In einem schönen, neuen HR-Wunderland wären Social Media und proaktives Recruiting denn auch beinahe das Nonplusultra. Wenn da nicht die altbekannte Trägheit des Menschen im Allgemeinen und die Technologie- und (hups) Kommunikationsträgheit vieler Personaler wäre. Ist halt nicht jedermanns oder -fraus Sache, kreativ zu sein oder den Telefonhörer in die Hand zu nehmen, um potenziell geeignete Kandidaten aus anderen Unternehmen abzuwerben (mal abgesehen von den rechtlichen Aspekten). Und manche HR-Leute haben schlichtweg keinen Bock zum Recruitieren. So einige Male hörte ich ein mehr oder minder gut kaschiertes “Nein, zur Zeit müssen wir zum Glück niemand Neues einstellen”. Personalsuche macht nicht jedem Personaler Spaß. Der Beruf in HR hat ja noch so einige andere Facetten und Aufgabenfelder, die Zeit-Kapazitäten binden.

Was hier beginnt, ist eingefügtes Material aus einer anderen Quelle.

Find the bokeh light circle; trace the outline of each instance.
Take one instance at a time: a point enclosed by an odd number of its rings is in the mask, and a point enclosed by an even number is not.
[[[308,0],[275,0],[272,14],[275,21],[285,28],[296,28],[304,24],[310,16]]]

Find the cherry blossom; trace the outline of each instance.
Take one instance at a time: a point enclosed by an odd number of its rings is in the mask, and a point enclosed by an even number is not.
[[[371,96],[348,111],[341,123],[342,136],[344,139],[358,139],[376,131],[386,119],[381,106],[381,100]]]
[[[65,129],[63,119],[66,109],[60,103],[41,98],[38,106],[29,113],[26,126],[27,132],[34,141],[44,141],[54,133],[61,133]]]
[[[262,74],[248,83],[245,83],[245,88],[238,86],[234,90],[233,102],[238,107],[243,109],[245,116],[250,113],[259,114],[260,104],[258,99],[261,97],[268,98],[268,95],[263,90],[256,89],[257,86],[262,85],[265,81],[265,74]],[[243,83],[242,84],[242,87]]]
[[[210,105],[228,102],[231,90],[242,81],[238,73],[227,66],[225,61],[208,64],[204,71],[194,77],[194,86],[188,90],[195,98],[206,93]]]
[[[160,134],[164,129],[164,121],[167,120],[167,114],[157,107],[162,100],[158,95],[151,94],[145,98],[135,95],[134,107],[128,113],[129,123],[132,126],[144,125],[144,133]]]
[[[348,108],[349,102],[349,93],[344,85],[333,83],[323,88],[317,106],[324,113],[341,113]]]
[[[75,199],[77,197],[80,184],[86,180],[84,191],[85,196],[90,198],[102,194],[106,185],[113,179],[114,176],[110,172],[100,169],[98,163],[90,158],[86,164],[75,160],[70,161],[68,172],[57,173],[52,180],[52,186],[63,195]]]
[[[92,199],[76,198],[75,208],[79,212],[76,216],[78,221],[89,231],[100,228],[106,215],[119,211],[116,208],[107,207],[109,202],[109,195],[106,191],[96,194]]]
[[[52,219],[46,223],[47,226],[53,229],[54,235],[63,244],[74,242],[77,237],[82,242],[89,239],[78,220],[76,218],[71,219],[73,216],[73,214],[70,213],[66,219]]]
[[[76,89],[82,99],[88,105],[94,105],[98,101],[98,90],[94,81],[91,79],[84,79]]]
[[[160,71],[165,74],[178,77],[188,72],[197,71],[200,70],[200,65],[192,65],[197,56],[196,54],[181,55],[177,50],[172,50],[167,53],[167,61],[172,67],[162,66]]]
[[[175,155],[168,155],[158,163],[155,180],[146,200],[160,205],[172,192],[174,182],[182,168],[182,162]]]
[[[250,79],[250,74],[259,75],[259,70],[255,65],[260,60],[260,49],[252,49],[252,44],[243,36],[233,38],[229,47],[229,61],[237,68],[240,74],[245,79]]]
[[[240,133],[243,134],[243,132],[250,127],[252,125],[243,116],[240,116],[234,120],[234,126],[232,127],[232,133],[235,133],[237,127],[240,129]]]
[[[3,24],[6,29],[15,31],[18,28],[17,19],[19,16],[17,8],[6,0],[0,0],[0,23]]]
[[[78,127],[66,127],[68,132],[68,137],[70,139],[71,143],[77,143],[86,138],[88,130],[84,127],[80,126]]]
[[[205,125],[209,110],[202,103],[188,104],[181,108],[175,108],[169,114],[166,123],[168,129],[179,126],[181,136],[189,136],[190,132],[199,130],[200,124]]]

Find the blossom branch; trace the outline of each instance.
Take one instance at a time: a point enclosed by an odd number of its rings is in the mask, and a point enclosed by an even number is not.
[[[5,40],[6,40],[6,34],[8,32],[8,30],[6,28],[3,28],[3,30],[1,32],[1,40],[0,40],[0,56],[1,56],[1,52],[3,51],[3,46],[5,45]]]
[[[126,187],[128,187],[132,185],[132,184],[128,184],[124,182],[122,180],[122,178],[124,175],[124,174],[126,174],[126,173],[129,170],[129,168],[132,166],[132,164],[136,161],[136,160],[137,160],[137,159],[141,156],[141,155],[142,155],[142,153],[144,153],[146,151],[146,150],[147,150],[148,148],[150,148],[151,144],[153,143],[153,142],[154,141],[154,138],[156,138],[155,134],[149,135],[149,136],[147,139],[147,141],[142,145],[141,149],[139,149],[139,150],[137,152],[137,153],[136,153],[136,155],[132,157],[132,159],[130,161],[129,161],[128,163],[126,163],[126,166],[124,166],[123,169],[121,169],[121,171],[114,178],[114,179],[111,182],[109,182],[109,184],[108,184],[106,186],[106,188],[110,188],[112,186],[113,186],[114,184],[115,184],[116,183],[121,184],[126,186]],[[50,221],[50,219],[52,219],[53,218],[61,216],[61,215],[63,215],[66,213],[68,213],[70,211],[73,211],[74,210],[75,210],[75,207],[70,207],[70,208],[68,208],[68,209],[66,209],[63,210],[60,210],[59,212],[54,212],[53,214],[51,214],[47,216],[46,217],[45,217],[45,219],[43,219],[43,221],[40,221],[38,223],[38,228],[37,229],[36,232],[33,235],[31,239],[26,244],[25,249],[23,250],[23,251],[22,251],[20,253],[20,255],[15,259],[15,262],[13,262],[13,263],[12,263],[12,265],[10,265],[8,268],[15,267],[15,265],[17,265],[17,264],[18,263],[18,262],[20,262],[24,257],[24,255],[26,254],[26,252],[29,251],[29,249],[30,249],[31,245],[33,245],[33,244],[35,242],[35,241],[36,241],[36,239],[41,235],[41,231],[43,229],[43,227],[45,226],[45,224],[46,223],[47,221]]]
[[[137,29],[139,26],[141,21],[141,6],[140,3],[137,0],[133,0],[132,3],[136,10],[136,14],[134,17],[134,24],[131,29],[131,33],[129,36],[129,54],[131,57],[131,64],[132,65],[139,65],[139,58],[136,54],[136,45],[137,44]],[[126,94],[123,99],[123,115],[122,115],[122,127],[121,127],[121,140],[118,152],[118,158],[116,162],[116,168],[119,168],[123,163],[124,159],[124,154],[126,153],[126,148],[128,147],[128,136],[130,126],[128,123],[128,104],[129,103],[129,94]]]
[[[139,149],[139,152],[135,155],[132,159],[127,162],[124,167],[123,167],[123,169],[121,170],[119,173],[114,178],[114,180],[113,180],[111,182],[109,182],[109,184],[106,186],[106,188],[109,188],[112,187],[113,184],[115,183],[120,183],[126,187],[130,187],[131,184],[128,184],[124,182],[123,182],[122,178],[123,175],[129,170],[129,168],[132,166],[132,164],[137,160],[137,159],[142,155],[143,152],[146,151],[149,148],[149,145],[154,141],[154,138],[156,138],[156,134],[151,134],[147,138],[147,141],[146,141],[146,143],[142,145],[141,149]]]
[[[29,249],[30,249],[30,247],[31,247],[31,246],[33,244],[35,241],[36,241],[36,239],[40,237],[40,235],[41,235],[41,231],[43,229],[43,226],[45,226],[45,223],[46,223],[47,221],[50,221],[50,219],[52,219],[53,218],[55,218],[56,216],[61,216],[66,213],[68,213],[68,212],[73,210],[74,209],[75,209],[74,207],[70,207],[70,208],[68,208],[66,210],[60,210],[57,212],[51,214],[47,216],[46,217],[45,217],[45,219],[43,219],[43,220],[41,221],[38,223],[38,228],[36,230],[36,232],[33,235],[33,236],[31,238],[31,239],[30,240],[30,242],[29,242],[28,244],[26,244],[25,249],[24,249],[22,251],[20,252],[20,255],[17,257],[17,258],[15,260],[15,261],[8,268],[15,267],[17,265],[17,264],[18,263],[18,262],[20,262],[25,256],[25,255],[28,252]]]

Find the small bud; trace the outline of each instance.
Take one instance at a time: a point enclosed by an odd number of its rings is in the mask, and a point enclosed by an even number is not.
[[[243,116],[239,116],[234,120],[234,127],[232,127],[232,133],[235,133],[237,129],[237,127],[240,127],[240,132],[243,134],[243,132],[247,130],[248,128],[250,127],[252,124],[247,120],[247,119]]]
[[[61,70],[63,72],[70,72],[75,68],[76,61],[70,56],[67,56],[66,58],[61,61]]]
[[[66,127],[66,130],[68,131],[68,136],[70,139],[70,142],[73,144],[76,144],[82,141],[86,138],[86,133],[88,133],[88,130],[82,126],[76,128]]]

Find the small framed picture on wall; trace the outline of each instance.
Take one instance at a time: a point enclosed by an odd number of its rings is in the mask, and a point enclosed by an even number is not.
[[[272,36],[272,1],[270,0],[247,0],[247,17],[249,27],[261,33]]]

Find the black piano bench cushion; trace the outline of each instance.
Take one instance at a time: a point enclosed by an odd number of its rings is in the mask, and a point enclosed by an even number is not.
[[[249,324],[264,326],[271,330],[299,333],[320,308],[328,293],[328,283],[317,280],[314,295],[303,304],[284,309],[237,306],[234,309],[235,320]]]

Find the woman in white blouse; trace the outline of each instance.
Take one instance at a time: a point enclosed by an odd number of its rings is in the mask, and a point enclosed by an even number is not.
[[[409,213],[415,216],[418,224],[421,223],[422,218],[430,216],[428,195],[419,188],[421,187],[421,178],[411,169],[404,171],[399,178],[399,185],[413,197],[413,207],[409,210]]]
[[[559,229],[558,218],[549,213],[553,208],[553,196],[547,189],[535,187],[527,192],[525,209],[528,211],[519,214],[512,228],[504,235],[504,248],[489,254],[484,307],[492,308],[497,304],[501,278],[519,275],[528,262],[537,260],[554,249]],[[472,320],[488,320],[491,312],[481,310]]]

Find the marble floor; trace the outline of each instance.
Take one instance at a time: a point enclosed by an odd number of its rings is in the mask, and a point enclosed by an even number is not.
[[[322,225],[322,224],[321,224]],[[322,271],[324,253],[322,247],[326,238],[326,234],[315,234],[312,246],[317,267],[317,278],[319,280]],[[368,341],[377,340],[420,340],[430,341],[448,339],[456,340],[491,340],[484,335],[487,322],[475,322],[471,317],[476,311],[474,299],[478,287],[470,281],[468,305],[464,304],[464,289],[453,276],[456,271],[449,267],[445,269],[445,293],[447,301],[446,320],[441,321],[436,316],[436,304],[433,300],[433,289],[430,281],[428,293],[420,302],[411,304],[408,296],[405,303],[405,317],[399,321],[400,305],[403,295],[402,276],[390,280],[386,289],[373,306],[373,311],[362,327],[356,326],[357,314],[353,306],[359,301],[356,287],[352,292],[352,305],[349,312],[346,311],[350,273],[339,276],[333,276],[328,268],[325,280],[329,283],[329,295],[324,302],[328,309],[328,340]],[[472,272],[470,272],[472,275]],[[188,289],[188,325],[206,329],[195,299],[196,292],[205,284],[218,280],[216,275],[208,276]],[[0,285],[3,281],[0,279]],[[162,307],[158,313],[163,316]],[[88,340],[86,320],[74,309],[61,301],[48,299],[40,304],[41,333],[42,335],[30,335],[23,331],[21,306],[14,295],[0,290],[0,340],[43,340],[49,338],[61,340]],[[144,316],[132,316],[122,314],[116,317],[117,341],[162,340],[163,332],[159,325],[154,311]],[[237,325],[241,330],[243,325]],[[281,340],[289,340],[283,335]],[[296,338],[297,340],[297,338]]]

In jenen Tagen – genauer gesagt im September – erstand die führende US-amerikanische Jobbörse Careerbuilder die Firma EMSI. Letztere sammeln große Datenmengen zu (leider ausschließlich US-) Arbeitsmärkten, Gehältern, Orten, an denen bestimmte Arbeitnehmer am besten und häufigsten aufzufinden sind, etc und werten diese aus.
Das ist für HR-Professionals (aber auch Business Entscheider) natürlich eine schöne Sache: Wo werden potenzielle neue Mitarbeiter gefunden, was bezahlt die Konkurrenz, und so weiter und so fort.
EMSI hat bereits im Vorfeld mit Careerbuilder zusammengearbeitet, als 2011 das “Supply & Demand” Portal gestartet wurde.
Werden die Daten intelligent eingesetzt, ist das ein Schritt in die richtige HR-Intelligence Richtung. Und das ist definitiv innovativ.
Schade, dass Careerbuilder so etwas in Deutschland (noch?) nicht anbieten kann. Das würde der Jobbörse helfen, sich hier besser zu etablieren.
In der Zwischenzeit gibt es für Deutschland natürlich das Analytics-Tool von Experteer oder aber auch LinkedIn Profildaten können einen Aufschluss zu einigen Fragestellungen geben. Inwieweit bei Experteer auch externe Quellen für Auswertungen eingesetzt werden, bleibt zu erfragen (das mache ich hiermit
). Bei LinkedIn handelt es sich jedenfalls um reine interne Daten, die für Deutschland nicht sehr aussagekräftig sind.